Hubo una pausa significativa.
– Eso ya lo sabía yo -admitió Rob, al cabo de un instante.
– ¿Sí?
– Sí -confesó Rob-. Al menos, lo imaginaba. Y Cloncurry también lo sabía. Por eso hacía tantas insinuaciones a los lazos familiares.
– Pero eso significa que posiblemente usted tenga el gen de Gobekli. ¿Lo sabe?
– Por supuesto -contestó Rob-. Aunque es un grupo de genes, en caso de que lo tenga. Soy hijo tanto de mi madre como de mi padre.
Kiribali asintió mirándolo atentamente.
– Sí, sí, sí. ¡La madre de un hombre es importante!
– E incluso si llevara alguno de esos rasgos, no significa que esté obligado a cumplir mi destino. Tendría que encontrarme en una situación específica y mi entorno también tendría algo que ver. La interacción es muy compleja. -Hizo una pausa-. Probablemente no entraré en política…
El detective se rió. Rob siguió hablando.
– Así que creo que estaré bien. Siempre que nadie me dé ningún misil.
Kiribali juntó sus tacones de golpe, como si obedeciera las órdenes de un comandante invisible. Entonces se giró, cogió su teléfono móvil de la chaqueta y caminó de vuelta hacia el coche, pensando que quizá Rob deseaba estar solo.
Rob se puso de pie y se limpió el polvo de los vaqueros. Luego bajó por el ya familiar sendero de grava hacia el corazón del templo.
Cuando llegó al nivel de las excavaciones, miró a su alrededor, recordando los momento divertidos que había experimentado allí, en Gobekli, bromeando con los arqueólogos. También era el lugar donde había visto por primera vez a Christine, la mujer de la que ahora estaba enamorado. Pero era también donde Breitner había muerto. Y donde habían comenzado los terribles sacrificios. Hacía diez mil años.
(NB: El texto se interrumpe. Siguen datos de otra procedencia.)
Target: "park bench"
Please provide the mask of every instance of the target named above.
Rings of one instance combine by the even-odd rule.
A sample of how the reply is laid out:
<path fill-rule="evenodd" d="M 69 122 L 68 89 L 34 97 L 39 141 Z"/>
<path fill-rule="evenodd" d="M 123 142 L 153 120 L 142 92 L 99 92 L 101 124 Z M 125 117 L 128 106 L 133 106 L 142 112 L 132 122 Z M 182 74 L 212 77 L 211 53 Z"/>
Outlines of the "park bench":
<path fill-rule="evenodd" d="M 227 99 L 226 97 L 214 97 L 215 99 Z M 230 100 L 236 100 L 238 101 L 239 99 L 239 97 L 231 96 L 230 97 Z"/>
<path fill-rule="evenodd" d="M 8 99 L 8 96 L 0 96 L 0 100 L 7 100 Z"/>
La luna se elevaba, blanca y lejana. Y había piedras. Silenciosas e imperiosas en mitad de la noche. Rob paseó entre los megalitos. Se inclinó para tocar las figuras. Con suavidad, casi con recelo, perdido en una especie de sobrecogimiento, un reacio pero marcado respeto por aquellas enormes y antiguas piedras, por aquel misterioso templo del Edén.